Provincial and Federal governments invest in increased wages for early childhood educators

Herald File Photo

The Governments of Saskatchewan and Canada announced on Thursday that they are investing $5.4 million to provide up to $2 an hour increase for Early Childhood Educators (ECEs).

This is in recognition of the important services they provide in supporting families who require child care. Education Minister Dustin Duncan said the investment will assist child care centres in providing improved wages in the recruitment and retention of ECEs.

“Early Childhood Educators provide our youngest learners with quality early learning and the building blocks they need to prepare them for school,” Duncan said in a press release. “This investment helps recognize the hard work these professionals do every day while creating an incentive for new individuals to begin a career as a certified Early Childhood Educator.”

This Wage Enhancement Grant will be funded through the Canada-Saskatchewan Canada-Wide Early Learning and Child Care Agreement, which also supports future ECEs with free post-secondary training, professional development opportunities and many other programs. These all align with the joint federal and provincial commitment to improving quality in the early learning and child care sector and attracting, retaining and growing a strong and skilled workforce of Early Childhood Educators.

“Early Childhood Educators are at the very heart of the Canada-wide Early Learning and Child Care system, “Canada’s Minister for Families, Children and Social Development, Karina Gould said. “Today’s announcement in Saskatchewan is another meaningful step toward ensuring the work of these professional educators is valued throughout their lifelong career.”

Gould said certified ECEs understand child development and have the knowledge and skills to deliver a program that meets the needs of individual children and supports their development and building of strong relationships.

The investment in wage increases help address the compensation necessities for ECEs. This increase is a step toward the development of the wage grid for ECEs, which the Government of Saskatchewan will implement by the end of 2022-23. Saskatchewan child care centres can expect to receive more information on the ECE wage increase during the last week of September.

“This announcement is a wonderful step to help stabilize the Early Learning and Child Care (ELCC) workforce during these challenging times,” Saskatchewan Early Childhood Association (SECA) Executive Director Georgia Lavallee said.

“Early Childhood Educators are the heart of ELCC and we look forward to continued support and investments into the workforce.”
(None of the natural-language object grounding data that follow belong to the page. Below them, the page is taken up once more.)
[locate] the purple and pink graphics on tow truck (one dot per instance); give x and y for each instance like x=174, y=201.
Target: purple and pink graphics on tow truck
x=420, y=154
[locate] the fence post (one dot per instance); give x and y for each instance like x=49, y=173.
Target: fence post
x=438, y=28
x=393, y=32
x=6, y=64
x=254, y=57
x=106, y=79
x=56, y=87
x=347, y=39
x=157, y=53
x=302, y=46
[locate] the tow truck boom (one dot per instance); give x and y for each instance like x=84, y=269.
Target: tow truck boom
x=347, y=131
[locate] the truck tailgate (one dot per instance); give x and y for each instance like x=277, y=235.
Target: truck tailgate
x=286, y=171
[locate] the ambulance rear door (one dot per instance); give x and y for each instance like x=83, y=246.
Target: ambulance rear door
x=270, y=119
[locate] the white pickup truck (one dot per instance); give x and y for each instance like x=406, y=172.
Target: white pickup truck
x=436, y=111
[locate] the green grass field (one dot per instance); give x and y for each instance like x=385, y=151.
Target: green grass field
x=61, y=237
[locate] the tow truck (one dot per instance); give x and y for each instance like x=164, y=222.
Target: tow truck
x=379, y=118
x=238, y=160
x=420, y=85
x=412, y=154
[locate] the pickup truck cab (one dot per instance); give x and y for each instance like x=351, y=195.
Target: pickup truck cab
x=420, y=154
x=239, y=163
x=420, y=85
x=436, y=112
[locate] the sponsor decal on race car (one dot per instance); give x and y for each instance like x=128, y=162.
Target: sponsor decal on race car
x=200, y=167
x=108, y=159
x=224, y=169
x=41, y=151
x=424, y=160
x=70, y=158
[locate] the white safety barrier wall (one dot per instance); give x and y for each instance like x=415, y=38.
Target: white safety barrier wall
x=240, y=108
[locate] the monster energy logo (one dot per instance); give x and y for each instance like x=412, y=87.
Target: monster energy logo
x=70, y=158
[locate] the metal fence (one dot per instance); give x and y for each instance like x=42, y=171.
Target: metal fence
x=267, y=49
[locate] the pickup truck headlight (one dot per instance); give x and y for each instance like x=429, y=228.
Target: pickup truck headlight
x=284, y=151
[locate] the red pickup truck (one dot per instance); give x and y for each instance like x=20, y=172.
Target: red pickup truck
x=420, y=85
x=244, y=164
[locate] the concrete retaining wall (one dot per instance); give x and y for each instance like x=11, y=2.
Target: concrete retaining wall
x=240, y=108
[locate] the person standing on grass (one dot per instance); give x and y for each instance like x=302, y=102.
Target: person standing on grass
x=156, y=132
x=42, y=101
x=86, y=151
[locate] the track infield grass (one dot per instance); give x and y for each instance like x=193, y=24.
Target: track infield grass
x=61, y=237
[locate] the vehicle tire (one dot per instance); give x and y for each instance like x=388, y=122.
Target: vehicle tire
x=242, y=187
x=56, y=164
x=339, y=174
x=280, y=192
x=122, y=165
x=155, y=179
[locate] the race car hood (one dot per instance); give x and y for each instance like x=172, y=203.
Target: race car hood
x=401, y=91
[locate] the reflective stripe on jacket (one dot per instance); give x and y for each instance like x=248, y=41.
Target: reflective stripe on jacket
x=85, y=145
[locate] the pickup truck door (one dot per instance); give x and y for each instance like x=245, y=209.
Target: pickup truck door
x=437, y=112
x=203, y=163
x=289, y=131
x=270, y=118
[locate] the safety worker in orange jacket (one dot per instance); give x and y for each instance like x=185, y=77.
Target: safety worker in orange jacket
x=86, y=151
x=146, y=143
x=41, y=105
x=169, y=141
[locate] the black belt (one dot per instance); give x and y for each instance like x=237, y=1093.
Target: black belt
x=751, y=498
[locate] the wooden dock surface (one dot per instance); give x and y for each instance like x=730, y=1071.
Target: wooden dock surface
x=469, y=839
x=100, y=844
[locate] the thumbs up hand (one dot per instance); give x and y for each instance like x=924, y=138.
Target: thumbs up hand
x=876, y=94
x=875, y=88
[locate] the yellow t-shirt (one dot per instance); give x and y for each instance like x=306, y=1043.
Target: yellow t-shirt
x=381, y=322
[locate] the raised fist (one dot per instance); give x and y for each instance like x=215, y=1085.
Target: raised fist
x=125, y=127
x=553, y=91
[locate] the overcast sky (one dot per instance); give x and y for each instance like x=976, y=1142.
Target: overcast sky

Providing grants for Early Childhood Educators is just one part of a larger initiative by the Governments of Saskatchewan and Canada to implement a Canada-wide Early Learning and Child Care System. The Canada-Saskatchewan Canada-Wide Early Learning and Child Care Agreement, signed just over a year ago, provides a federal investment of nearly $1.1 billion over five years for regulated early learning and child care programs and services for children under the age of six in Saskatchewan.

With on average 70 per cent child care fee reductions already announced in the province, the goal is to bring down average fees for regulated child care to $10-a-day by the end of March 2026.